Ein AI Operating Model regelt, wer in Ihrem Unternehmen mit welchen Daten, welchen Workflows und welcher Kontrolle KI einsetzt, damit aus einzelnen Tools ein wiederholbarer Geschäftsvorteil wird. Die Kurzempfehlung: Fangen Sie nicht mit Software an, sondern mit Ownership, verankerten Arbeitsabläufen und einem einzigen Pilotteam. Wer diese Fragen klärt, spart sich das, was Berater heute als „Workslop“ bezeichnen: unstrukturierte KI-Nutzung, die mehr Nacharbeit als Wert erzeugt. Governance-Fragen und Vorgaben wie der EU AI Act gehören von Anfang an in dieses Modell, nicht als nachträgliches Feigenblatt.
Kurz gesagt:
- Unternehmen sollten mit klaren Verantwortlichkeiten, festen Workflows und einer Daten-Ampel für eine strukturiert gesteuerte KI-Nutzung starten.
- Das passende Betriebsmodell hängt vom Reifegrad, Talent, Governance-Bersfoderungen und der Unternehmensstrategie ab.

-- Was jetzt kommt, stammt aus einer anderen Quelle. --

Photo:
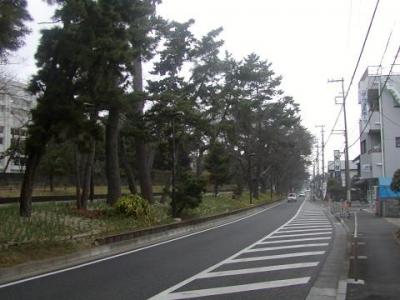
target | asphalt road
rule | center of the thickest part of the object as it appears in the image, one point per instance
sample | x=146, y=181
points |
x=260, y=257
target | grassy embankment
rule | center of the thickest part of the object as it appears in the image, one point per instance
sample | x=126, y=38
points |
x=58, y=228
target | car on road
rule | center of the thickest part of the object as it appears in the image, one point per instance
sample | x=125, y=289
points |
x=292, y=197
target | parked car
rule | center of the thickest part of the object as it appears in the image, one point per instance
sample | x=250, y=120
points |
x=292, y=197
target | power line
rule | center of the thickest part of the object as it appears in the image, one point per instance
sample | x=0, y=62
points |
x=379, y=98
x=334, y=125
x=355, y=70
x=362, y=51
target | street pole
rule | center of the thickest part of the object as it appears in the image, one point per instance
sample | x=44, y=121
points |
x=322, y=153
x=173, y=170
x=346, y=141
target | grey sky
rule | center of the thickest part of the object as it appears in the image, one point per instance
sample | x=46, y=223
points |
x=307, y=42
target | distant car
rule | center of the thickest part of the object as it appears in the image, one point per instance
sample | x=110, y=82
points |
x=292, y=197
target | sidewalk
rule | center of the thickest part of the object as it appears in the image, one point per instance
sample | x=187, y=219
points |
x=331, y=281
x=379, y=259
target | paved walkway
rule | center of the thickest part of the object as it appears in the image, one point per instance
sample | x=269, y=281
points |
x=379, y=263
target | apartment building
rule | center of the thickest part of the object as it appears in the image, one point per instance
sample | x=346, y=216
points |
x=15, y=106
x=379, y=129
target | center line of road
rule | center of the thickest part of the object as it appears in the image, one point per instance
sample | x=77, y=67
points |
x=278, y=256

- Bei ersten Pilotprojekten genügen drei bis sechs Wochen, wobei die Skalierung mehrere Monate dauern kann, und die Dokumentation erfolgreicher Vorhaben essenziell ist.

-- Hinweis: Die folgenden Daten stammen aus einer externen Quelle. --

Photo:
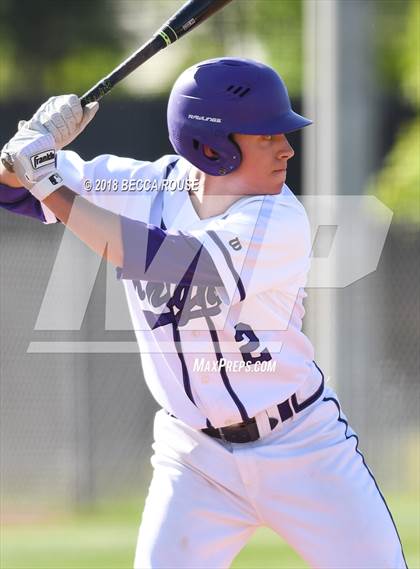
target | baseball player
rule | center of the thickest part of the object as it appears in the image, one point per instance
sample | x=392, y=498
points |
x=213, y=250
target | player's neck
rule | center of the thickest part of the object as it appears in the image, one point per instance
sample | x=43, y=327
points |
x=212, y=195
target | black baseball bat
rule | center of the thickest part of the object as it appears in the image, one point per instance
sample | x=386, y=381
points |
x=186, y=19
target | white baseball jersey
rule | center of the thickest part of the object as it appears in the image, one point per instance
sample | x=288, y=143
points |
x=212, y=354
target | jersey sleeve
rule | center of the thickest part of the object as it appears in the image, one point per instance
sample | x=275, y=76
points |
x=21, y=202
x=264, y=245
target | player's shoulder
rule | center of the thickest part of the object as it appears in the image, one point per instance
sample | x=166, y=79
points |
x=277, y=207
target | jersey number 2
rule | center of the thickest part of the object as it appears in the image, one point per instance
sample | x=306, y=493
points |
x=245, y=331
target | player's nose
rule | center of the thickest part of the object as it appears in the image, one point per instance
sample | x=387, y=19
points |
x=285, y=151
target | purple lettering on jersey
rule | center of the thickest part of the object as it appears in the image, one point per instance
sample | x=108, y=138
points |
x=21, y=202
x=159, y=256
x=184, y=303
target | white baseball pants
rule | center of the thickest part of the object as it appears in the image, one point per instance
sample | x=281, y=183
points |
x=306, y=480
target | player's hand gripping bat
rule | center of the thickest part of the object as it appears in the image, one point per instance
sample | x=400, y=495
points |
x=189, y=16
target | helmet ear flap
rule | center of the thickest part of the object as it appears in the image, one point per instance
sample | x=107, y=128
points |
x=227, y=156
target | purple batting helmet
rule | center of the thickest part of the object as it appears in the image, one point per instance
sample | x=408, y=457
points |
x=219, y=97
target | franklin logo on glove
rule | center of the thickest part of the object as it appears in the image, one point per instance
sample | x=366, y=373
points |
x=43, y=158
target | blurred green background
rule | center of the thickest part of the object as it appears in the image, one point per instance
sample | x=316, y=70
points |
x=76, y=428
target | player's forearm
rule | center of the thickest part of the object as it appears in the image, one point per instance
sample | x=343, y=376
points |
x=98, y=228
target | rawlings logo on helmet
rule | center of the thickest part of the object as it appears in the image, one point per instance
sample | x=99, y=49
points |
x=206, y=119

- Eine erfolgreiche KI-Strategie erfordert integrale Schnittstellen zur Geschäftsstrategie und eine bewusste IT-Architektur, um Datenflüsse zwischen alten Systemen und KI-Tools zu sichern.

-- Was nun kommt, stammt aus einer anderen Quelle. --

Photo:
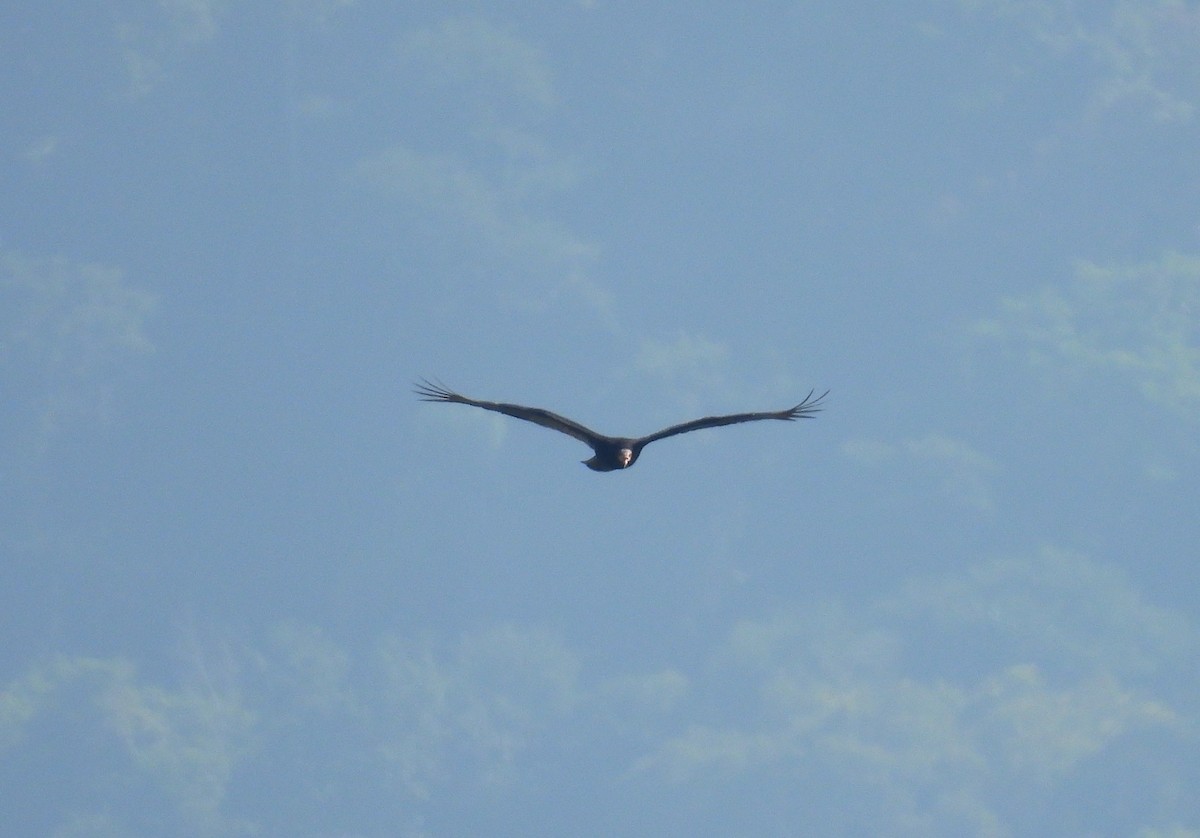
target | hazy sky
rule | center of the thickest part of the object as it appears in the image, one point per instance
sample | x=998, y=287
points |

- Der Erfolg hängt maßgeblich von Führung, Akzeptanz im Team und klarer Kommunikation ab, nicht nur von der Technologie.
Inhaltsverzeichnis
- Die fünf bewährten AI-Operating-Modelle kurz erklärt
- Kernkomponenten eines praktikablen AI-Betriebsmodells
- Wie Sie das richtige Modell für Ihr Unternehmen auswählen
- Pilot, Metriken und Skalierungsfahrplan
- Praxisregeln: Wie Sie Workslop vermeiden und schnell Wirkung zeigen
- Integration von AI Operating Models in bestehende Unternehmensstrategien und IT-Landschaften
- Change Management und Kulturwandel bei der Einführung eines AI Operating Models
- Autorperspektive: Warum Führung Verantwortung übernehmen muss
- Wie menter.digital Sie beim Aufbau Ihres AI-Betriebsmodells unterstützt
- Quellen
- FAQ
Die fünf bewährten AI-Operating-Modelle kurz erklärt
Fünf Grundmuster beschreiben, wie Unternehmen Menschen, Prozesse, Technik und Daten rund um KI organisieren, und die Wahl hängt vom Reifegrad, Talentverteilung, Governance und Plattform ab. Keine dieser Formen ist endgültig. Viele Firmen durchlaufen sie als Phasen, je weiter die KI-Nutzung reift.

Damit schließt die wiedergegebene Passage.